BUNNY TALE 13
DANNY FOX
sang the musical alarm clock.
Out of bed hopped Little Jack Rabbit and parting his hair down the middle of his back with a little chip, picked up his knapsack and hurried down to the breakfast table.
Lady Love’s carrot coffee and lollypop porridge soon made the little bunny lose his appetite. Wasn’t that too bad? Well, I don’t know. I’d gladly lose my appetite for lollypop stew.
“Where’s father?” he asked, wiping his lips on a nice clean lettuce leaf napkin.
“Down at the Post Office,” answered his pretty mother. “He said for you to stay near the Old Bramble Patch until he got back.”
“All right,” answered the good little bunny. “May I go now, mother dear?”
“Have you polished the front doorknob and fed the canary and filled the woodbox?” she asked, with a smile. I guess she knew the little rabbit had forgotten all about his daily morning duties.
“Dear, dear, I forgot,” cried the little bunny and, picking up the box of brass polish and a rag, he set to work on the doorknob. Pretty soon it looked like a golden ball under the bright beams of Mr. Merry Sun. Perhaps he thought he’d help the little rabbit. Who knows!
Next the bunny boy fed the pretty canary in her little gold cage, which hung in the kitchen during the winter, but when the days grew warm and bright, on the front porch. After her tiny cup was filled with birdseed the little bunny hopped out to the woodpile.
“Hello, there,” said the Old Red Rooster, whom Uncle Lucky had sent over to spade the kitchen garden and plant the vegetables, “how’s Little Jack Rabbit this morning?”
“Oh, I’m all right,” answered the little bunny, picking up the hoe which the old fowl had left by the flower-bed. “I’m all right and I’m all glad and I’m fond of my mother and my dad.”
“Whoa, there, Mr. Rabbit Poet!” cried the Old Red Rooster. “How do you get that way?”
“I’ve been reading a poetry book,” answered the little bunny, handing a rose to Lady Love, who at that moment hopped out to the garden. Pretty soon she went back in the kitchen. It’s mighty lucky that she did, for just then, all of a sudden, something happened. And it would have been quite dreadful if the Old Red Rooster hadn’t given a timely warning. Yes, sir, if, right then he hadn’t hollered “Look out!” there would be little use in my putting it in now.

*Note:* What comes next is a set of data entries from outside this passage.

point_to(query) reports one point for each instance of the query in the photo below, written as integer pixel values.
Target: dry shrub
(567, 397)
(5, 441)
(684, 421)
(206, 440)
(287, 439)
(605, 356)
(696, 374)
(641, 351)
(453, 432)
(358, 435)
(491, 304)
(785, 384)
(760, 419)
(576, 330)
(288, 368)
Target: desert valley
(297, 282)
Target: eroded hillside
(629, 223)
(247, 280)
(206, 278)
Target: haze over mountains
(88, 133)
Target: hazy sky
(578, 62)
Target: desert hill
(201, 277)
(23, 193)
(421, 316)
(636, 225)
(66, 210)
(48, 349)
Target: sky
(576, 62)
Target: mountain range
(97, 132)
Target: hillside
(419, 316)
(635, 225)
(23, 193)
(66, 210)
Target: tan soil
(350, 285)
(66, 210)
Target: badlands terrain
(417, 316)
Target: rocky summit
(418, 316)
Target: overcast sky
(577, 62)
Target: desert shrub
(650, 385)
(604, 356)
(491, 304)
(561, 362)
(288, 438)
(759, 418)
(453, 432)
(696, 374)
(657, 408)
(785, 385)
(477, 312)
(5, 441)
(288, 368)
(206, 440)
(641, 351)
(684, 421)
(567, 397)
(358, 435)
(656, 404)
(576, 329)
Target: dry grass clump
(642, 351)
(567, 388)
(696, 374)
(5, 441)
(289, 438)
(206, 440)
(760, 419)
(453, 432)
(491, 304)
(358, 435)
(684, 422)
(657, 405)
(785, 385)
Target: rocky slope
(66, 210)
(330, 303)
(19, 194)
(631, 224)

The moment the little bunny heard the warning he hopped through the window, quick as a wink. And it was mighty lucky that he did, for right there under the trees stood Danny Fox.
“Good morning,” he said, with a smile. But it didn’t look like a smile to Little Jack Rabbit. Oh, dear, no! It looked like a great big white-toothed grin. That’s what it did, and I guess the little bunny was right.
“I think it’s a bad morning,” replied Little Jack Rabbit. “You’ve changed everything.”
“Don’t say that,” whined Danny Fox. “What makes you so unfriendly?”
“Never you mind, you old robber,” shouted the Old Red Rooster from the top of the woodshed, on which he had taken refuge.
“Oh, you’re around,” snarled Danny Fox. “I thought you were working for Uncle Lucky Lefthindfoot, the old gentleman rabbit.”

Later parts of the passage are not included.